« Hitler et les femmes »…avec un tel titre, on est à priori enclin à la méfiance. La peur d’avoir à rendre compte d’un ouvrage bâclé et racoleur, aux limites du fait-divers croustillant, à défaut d’être émoustillant. Il n’en est, heureusement, rien, et c’est une bonne chose. Car l’étude proposée par François Delpla sur les relations entre Hitler et les femmes s’inscrit dans une vaste révision (dans le sens scolaire, évidemment) de l’histoire du personnage et du nazisme en général. Avec un plan chronologique, on revoit donc l’ascension de l’activiste autrichien devenu chef du NSDAP, sa victoire, sa pratique du pouvoir, la préparation de la guerre et l’échec final par le prisme des femmes. On retrouve aussi certains thèmes chers à François Delpla, comme l’explication de l’arrêt de l’offensive sur Dunkerque en 1940 ou sur les raisons qui menèrent à la nuit des Longs Couteaux. On reste un peu sceptique faute de sources quand il affirme que lors de l’effondrement final la fuite d’Himmler et de Göering était simulée et voulue par Hitler afin de tester les Alliés. Mais c’est un autre débat.

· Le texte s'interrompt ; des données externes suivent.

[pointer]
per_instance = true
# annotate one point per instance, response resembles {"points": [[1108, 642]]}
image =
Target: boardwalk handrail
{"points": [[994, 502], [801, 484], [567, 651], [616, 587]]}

Sur les femmes, on trouvera de nombreuses figures : sa mère, celles qui l’ont soutenu, celles qu’il a séduites, aimées, utilisées, oubliées. Parmi les plus marquantes, on notera Unity Mitford, aristocrate britannique, Winifred Wagner, belle-fille de Richard Wagner, Geli, nièce d’Hitler, Eva Braun bien sûr mais aussi Leni Riefensthal la cinéaste et Magda Goebbels. L’idée générale est que Hitler était avant tout dédié corps et âme à l’Allemagne et à l’accomplissement de ce qu’il prenait comme une sorte de destinée romantique. D’où l’idée de ne pas se lier, et surtout pas se marier, avec une femme. Après le suicide de Geli, Eva Braun sera sa maîtresse uniquement, sauf à quelques jours de la fin où il consentira à l’épouser dans une sordide finale. On voit aussi la nécessité d’Hitler de se confier, de parler, d’être rassuré par des femmes de façon régulière, et notamment à la veille de grandes décisions, où il leur impose ses longs monologues. Le magnétisme exercé par le dictateur semble être important, à défaut de ses attraits physiques, et de nombreuses femmes rencontrées par Hitler ne regrettent rien à posteriori. C’est ainsi pour être proche d’Hitler que Magda Goebbels consent à épouser le ministre de l’information et de la propagande, qui n’est pas un Adonis, et, quand tout est fini, c’est elle qui décide l’holocauste final de sa famille en honneur de celui qu’elle considérait sans doute comme un demi-dieu.
Les femmes apaisaient donc Hitler, qui leur vouait souvent une sorte de passion contrariée, dérangeante et piégeante (on le voit bien avec le sort de Geli, sa nièce). On voit aussi Hitler en marieur, faisant épouser celles qu’il aimait à des cadres importants du parti. On voit aussi qu’il passe plus de choses aux femmes qu’aux hommes. Ainsi aux deux seules femmes qui lui reprochent ouvertement son antisémitisme, Leni Riefensthal et Henriette Hoffmann, l’une est remise à sa place, l’autre est oubliée, mais aucune n’est inquiétée pour sa vie quotidienne. Il y a quelques mots sur la libido d’Hitler, qui a donc connu l’acte sexuel de façon assez intermittente et brève avant de se focaliser sur Eva Braun, la plus « people » de ces admiratrices. J’utilise le mot « people » à dessein, car de 1933 à 1938 c’est une véritable cour de célébrités qui entoure Hitler, dans un monde qui n’a rien à envier à celui d’Hollywood.
Au final, l’ouvrage se lit très bien, d’autant plus que nous en connaissons l’issue, et en abordant aussi d’autres personnages masculins, comme Rudolf Hess ou Albert Speer, permet une approche complémentaire de la période 1920-1945 en Allemagne et en Autriche.